There's an ISO 31 tone spec that avoids harmonic and intermodulation products to fall in other tone's bins. Also has empty bins so you can test for noise in the presence of a complex signal.

Jan
 
Scott,

> I have the original somewhere in a file ...

Could you post a link or send me a copy by email ?


Many thanks,
Patrick

Here's the original (at end) but lots of good early stuff about differential amplifiers before it as well as some unusual references.

http://www.analog.com/library/analogdialogue/archives/41-01/evoloa2dataamp.pdf

Below is my original post, the gain resistor goes between the FET sources. Use PMA's resistor values since he fixed the limited common mode range in the original. If you can imagine the original (Demrow paper above) where the first two op-amps are repurposed as one for common mode elimination and one as differential gain you can place the 4 resistors around the output amp right at the input and eliminate the third op-amp.
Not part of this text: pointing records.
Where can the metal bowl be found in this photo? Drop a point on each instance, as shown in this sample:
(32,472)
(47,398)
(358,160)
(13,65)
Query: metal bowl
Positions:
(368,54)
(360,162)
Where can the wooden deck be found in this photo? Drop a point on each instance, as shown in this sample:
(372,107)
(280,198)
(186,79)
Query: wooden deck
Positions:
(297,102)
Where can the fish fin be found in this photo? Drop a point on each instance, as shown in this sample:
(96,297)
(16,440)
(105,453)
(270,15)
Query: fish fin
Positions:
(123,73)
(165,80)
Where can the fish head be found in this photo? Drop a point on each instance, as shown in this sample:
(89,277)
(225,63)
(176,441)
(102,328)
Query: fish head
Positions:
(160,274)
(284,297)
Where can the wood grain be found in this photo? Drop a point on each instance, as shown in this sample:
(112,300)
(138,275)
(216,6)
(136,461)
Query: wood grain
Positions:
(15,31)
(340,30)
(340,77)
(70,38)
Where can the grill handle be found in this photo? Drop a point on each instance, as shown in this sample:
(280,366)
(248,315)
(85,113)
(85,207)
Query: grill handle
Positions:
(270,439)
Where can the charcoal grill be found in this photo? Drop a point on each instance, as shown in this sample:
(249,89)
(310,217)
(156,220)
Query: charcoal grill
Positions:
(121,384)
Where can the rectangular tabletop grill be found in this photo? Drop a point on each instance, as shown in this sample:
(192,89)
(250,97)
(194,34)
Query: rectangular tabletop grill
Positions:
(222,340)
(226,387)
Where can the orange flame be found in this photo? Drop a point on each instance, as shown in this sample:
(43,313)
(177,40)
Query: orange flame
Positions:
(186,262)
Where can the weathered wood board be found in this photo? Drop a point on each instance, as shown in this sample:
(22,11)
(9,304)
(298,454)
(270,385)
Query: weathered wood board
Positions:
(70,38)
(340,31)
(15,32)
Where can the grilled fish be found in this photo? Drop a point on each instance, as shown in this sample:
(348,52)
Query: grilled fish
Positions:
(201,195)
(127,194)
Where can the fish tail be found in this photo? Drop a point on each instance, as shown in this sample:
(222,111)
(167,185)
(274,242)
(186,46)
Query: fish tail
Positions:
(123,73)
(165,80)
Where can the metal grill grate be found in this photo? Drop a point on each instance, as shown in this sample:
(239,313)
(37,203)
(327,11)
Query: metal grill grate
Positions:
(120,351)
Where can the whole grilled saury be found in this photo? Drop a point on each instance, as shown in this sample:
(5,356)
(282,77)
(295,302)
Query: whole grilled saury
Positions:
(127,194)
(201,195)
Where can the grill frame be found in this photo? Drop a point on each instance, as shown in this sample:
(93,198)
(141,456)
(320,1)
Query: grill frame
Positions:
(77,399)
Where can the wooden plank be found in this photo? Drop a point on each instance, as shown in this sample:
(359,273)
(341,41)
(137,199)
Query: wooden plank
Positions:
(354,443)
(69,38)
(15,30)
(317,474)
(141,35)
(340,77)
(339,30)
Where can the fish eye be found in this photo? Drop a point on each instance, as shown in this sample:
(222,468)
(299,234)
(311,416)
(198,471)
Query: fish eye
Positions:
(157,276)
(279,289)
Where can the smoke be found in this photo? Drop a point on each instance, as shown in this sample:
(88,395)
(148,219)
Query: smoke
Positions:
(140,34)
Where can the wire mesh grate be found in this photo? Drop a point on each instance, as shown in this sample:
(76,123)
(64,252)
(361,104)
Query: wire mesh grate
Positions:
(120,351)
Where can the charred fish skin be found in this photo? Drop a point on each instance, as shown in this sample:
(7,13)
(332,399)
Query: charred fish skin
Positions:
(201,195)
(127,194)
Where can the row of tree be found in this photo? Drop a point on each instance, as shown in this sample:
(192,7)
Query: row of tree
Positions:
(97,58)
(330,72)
As a bonus you get a single ended output and reuse two of the common mode resistors as your gain setting network.

A note about invention, there was a stir in some quarters following the Forsell AES paper since basicly Demrow's circuit is the same but uses bipolars. I did a FET version, still have it in a notebook somewhere, as a favor to the Naval Research Labs sonar staff and that is almost exactly the Forsell preamp. Let's just be happy that good circuits happen.